Designated Villain: The murderous duo that the protagonists chase. The reader sympathises with their attempts to free humanity by killing the Old Ones. Unusually for this trope, the YMMV aspect is that some readers would debate whether or not the murderous duos were designated as the villain of the piece, or if they were intended to be the heroes.
Hastur is one of the mortal-friendly Old Ones compared to the others.
Since Holmes is implied to be trying to develop nuclear weapons (and if anyone can pull off a one-man Manhattan Project it's Holmes) he'll likely be integral to the success of the ultimate revolution. The real question, though, is whether they can manage to avoid the collapse of the 'Soviet Union' or make a sensible Detente with the Eldritch Horrors.
Sherry Vernet. An offhand comment by Holmes is that his grandmother was the sister of an artist named Vernet.
Readers who are particularly knowledgable about Sherlock Holmes will realize earlier the protagonists' real identities as Moran and Moriarty.

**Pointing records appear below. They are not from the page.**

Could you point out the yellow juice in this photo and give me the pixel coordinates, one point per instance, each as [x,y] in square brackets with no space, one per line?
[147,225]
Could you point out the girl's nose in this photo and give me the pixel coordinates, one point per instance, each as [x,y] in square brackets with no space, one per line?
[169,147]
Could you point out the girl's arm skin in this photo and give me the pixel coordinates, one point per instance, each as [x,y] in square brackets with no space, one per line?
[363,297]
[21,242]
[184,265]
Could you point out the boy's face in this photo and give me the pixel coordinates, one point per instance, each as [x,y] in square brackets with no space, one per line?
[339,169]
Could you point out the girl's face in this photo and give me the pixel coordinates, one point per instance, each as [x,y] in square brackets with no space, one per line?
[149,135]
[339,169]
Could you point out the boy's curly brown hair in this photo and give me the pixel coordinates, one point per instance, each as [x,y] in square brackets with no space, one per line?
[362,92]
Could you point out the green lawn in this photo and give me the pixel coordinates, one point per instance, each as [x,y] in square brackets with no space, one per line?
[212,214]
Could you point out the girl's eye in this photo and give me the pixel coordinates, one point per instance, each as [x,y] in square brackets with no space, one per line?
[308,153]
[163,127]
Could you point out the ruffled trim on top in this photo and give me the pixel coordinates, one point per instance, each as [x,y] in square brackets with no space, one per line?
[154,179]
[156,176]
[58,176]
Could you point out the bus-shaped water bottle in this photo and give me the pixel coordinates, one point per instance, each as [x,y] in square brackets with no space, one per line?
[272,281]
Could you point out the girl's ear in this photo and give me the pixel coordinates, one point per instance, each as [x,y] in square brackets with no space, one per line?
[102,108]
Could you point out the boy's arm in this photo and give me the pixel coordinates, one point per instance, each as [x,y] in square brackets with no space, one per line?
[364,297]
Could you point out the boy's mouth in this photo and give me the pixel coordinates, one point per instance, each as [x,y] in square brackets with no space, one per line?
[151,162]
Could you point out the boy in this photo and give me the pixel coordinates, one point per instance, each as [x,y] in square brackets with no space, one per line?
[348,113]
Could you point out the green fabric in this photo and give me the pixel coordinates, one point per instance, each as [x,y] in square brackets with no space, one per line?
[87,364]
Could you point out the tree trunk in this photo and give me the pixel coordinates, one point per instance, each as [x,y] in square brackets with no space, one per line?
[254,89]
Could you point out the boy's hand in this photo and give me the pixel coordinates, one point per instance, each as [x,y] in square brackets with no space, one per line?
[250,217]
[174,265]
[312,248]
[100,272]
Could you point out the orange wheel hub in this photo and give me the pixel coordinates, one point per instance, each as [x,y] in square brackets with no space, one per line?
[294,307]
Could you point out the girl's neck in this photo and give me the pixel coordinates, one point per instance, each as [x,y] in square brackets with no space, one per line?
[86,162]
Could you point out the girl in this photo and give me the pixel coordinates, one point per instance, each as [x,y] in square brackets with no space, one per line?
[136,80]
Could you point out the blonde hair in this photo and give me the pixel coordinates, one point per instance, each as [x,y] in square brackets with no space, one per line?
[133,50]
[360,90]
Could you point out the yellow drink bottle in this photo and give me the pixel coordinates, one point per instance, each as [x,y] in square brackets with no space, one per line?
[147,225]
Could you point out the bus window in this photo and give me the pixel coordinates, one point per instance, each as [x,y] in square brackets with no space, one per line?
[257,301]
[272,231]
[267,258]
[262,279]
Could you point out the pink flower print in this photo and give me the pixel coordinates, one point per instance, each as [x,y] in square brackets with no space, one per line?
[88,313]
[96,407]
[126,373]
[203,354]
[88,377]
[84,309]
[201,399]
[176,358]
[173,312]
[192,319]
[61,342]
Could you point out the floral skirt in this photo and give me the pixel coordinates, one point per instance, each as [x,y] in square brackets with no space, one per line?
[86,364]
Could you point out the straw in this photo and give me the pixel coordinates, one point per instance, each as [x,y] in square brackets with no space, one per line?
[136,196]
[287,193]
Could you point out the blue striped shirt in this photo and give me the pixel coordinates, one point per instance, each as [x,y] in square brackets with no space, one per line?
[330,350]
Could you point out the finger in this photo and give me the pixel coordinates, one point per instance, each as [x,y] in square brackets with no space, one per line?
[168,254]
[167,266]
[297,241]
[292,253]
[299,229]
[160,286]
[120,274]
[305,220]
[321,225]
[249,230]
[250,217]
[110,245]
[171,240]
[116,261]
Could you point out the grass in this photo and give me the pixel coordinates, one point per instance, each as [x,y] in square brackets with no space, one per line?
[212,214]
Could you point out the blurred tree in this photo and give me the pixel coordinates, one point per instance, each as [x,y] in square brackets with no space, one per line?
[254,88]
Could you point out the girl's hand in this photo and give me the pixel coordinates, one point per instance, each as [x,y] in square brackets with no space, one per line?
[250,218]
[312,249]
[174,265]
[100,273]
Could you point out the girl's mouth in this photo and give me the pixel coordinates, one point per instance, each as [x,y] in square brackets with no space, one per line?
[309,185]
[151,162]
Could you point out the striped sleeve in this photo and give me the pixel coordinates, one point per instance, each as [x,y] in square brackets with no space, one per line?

It's pretty common for professionally published pastiches to write around trademarks by leaving characters unnamed, so the narrator only referring to the detective as "my friend" is unsurprising. Thus putting the audience off from the REAL reason that they remain unnamed until the end.
The advert at the start of chapter 4 claims that V. Tepes can help you if you are feeling quinsy. This might be a reference to Quincy Morris, a character from Dracula who often gets Adapted Out.
Nightmare Fuel: The narrator's description of his encounter with an Eldritch Abomination which maimed him, killed every other soldier present and left him extremely traumatised.